For the last phase we see Plant is his formation of another Band of Joy which, as far as I know, is his current situation.

The reason for the length of this DVD is not just that it covers Robert Plant’s career, but it also informs the watcher on the history of each of his influences. While each one of these topics actually deserves its own documentary, it’s nice to get an encapsulated overview.
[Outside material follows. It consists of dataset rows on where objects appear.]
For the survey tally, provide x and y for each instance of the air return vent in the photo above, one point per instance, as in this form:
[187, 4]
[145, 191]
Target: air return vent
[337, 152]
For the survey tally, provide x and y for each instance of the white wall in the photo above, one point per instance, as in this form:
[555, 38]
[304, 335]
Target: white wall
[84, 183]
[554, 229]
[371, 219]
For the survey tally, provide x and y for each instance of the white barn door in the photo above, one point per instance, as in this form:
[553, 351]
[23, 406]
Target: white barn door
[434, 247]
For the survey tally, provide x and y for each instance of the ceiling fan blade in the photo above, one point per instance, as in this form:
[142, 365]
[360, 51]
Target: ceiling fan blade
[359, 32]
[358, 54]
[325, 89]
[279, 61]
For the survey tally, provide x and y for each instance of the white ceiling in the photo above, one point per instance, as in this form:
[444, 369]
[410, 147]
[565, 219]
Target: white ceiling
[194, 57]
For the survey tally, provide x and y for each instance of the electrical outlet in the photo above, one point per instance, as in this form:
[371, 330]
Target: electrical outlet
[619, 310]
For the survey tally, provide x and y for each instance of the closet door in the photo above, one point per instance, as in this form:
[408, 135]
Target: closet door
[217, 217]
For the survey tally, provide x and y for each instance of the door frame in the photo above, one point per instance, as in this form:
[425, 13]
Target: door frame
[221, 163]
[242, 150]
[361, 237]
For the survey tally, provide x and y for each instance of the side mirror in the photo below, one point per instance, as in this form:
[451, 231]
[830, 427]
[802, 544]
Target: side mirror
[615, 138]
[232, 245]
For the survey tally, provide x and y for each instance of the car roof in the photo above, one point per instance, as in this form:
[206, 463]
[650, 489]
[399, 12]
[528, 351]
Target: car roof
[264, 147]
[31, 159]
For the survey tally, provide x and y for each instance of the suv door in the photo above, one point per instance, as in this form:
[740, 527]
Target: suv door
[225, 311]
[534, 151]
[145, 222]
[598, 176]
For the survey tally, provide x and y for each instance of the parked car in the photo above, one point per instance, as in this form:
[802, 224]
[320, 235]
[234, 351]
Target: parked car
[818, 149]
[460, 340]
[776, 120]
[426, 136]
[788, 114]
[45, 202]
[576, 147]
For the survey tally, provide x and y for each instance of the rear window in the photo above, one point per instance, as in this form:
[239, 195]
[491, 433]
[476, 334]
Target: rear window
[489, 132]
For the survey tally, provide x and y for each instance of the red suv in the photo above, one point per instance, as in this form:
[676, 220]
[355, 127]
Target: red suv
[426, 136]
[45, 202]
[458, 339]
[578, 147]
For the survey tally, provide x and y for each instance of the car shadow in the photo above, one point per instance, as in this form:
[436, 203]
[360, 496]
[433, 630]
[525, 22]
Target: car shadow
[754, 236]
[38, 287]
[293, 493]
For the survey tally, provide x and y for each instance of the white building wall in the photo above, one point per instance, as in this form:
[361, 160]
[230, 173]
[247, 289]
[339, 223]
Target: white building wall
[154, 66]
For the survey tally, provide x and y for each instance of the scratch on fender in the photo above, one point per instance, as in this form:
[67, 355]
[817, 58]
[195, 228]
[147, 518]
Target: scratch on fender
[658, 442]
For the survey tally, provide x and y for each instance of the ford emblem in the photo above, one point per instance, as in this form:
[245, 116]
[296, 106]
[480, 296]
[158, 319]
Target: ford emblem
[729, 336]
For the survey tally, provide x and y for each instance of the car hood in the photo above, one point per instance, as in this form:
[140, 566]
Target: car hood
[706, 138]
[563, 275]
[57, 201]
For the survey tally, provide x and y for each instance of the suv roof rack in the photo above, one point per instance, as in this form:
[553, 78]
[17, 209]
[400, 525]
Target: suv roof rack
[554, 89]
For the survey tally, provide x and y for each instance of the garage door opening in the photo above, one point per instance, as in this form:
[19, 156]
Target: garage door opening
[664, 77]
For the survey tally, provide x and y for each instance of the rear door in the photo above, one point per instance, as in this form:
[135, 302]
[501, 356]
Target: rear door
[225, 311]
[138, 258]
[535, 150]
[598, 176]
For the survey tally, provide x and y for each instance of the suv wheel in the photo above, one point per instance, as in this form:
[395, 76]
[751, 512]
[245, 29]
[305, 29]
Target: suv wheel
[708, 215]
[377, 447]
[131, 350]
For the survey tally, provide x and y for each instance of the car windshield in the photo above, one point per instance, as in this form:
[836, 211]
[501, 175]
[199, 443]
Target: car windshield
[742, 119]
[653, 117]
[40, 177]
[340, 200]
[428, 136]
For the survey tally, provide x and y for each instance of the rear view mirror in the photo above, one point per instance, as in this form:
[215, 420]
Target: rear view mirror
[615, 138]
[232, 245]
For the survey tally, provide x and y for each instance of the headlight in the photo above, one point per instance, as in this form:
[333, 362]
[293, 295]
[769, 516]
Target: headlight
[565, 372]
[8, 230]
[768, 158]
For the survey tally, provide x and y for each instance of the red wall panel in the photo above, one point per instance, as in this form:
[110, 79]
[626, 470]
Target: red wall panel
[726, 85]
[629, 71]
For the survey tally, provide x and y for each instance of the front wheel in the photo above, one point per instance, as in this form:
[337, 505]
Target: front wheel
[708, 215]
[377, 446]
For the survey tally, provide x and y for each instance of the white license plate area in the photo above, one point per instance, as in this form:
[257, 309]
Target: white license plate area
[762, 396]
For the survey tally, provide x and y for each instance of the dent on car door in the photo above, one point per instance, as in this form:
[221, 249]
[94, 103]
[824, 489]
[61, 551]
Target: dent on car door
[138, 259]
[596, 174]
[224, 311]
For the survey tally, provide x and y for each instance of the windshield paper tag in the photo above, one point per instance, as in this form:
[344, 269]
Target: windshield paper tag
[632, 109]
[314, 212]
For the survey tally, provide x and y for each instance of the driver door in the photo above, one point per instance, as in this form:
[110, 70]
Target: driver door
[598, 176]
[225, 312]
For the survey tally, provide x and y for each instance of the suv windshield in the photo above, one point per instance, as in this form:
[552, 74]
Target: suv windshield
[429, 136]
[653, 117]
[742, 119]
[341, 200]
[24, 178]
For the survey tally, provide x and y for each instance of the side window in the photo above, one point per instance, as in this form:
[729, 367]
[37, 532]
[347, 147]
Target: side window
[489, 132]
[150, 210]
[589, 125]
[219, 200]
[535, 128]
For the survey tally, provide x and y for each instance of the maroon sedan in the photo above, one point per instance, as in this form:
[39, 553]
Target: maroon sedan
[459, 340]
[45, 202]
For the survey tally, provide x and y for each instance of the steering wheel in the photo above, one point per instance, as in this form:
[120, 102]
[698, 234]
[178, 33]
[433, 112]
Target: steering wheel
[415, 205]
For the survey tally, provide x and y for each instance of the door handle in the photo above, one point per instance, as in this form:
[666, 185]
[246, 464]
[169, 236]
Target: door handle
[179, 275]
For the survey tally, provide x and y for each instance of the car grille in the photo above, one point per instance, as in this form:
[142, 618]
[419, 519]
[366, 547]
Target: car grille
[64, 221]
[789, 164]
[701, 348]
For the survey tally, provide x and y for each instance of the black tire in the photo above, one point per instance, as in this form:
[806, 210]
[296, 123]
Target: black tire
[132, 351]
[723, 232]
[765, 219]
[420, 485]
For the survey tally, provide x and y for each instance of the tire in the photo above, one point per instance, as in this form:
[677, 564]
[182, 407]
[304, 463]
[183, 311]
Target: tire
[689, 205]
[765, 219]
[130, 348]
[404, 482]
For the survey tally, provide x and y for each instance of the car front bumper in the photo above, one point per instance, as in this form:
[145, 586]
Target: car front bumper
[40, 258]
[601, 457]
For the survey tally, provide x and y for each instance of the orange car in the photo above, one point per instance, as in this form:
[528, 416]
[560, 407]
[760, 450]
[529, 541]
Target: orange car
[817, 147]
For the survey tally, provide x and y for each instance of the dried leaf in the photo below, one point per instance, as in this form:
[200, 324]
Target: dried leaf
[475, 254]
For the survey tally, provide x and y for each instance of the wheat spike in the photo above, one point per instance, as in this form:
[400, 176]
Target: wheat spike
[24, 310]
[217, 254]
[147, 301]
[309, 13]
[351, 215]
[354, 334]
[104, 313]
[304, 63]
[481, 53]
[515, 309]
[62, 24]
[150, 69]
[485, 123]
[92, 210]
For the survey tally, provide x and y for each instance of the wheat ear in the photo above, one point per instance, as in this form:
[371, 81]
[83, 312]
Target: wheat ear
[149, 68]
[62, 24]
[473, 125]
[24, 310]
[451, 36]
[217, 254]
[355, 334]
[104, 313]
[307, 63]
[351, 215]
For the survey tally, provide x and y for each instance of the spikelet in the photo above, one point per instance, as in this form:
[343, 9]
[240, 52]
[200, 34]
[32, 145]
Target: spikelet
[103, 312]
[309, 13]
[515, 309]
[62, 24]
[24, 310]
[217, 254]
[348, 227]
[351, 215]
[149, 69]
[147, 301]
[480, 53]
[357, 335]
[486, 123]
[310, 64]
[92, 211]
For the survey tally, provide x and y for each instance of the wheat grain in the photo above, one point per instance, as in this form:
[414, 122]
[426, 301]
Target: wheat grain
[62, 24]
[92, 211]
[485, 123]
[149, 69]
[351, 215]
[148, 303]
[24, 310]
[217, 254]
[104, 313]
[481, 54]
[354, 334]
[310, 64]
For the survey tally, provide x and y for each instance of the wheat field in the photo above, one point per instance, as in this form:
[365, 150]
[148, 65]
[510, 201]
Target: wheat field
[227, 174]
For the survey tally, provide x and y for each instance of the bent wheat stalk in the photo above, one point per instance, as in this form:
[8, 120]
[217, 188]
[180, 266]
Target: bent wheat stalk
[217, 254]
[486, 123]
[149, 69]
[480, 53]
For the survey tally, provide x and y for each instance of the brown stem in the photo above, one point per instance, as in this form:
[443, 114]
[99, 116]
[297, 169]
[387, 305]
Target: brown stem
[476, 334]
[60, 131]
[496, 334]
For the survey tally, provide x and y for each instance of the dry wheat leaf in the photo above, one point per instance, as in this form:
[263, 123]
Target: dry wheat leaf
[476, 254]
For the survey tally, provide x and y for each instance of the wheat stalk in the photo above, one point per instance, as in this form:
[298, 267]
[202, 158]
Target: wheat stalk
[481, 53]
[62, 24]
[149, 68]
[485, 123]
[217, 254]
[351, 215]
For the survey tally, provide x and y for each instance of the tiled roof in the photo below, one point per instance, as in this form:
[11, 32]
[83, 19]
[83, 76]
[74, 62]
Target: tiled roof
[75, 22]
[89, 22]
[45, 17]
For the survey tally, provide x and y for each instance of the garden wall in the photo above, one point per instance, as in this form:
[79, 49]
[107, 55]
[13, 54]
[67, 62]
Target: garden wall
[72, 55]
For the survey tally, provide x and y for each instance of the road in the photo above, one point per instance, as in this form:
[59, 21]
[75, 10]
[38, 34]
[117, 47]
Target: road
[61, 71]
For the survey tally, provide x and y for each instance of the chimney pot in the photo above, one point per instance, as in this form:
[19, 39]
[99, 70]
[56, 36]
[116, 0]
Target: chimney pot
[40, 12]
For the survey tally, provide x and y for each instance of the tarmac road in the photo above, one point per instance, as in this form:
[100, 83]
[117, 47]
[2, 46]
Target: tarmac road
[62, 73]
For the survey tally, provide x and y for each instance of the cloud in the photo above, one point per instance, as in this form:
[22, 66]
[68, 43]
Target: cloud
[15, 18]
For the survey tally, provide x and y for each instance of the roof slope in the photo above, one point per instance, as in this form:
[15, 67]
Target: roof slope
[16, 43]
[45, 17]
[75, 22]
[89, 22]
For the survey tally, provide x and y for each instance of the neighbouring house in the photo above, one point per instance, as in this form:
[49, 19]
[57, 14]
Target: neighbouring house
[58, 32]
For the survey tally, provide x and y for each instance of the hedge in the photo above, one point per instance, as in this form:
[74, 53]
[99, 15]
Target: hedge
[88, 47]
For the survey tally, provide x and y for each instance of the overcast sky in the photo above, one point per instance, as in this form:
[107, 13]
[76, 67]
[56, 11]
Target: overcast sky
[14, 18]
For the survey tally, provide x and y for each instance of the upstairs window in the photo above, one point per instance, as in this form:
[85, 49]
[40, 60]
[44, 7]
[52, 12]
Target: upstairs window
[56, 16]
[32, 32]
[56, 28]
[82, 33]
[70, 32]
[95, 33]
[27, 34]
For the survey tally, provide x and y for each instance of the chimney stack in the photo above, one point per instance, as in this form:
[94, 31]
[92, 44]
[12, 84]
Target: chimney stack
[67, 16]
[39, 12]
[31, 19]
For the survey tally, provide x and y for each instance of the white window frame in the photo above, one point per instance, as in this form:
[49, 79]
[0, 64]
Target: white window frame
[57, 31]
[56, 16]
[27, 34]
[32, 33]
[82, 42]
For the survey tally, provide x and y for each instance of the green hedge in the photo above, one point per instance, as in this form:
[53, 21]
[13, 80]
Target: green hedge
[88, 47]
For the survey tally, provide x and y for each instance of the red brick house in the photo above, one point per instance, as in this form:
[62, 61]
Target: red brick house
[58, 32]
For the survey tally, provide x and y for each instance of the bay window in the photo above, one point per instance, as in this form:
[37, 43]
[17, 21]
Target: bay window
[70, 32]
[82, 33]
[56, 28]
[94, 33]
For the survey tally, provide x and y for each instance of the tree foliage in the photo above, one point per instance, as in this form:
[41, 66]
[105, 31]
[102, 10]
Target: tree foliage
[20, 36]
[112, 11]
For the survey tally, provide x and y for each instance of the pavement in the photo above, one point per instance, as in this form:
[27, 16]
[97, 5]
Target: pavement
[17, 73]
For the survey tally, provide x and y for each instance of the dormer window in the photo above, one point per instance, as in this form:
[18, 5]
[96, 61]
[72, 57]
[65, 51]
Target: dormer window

One aspect of Plant’s life that is completely untouched here is his personal one, outside of the music. But that’s okay, because I’m actually happy to learn more about what makes him an artist. Am I any more of a Robert Plant fan having watched this? No, I guess not. However, I feel like I understand a lot more about what drives him, and my respect for him has definitely increased. There was so much I didn’t know about they guy, and I’m grateful to be caught up a bit. Plus, learning about the Mali-Blues connection, and Plants forays into Eastern sounds did pique my interest, so I may go back and check out some of the artists that influenced him. It’s all good.

The extra is a few minute piece connecting Plant, Lomax, and Leadbelly (including some clips of the latter performing, alone making bonus worth a watch).

This review is dedicated to the lovely Miss Pamela, who should have been interviewed as well.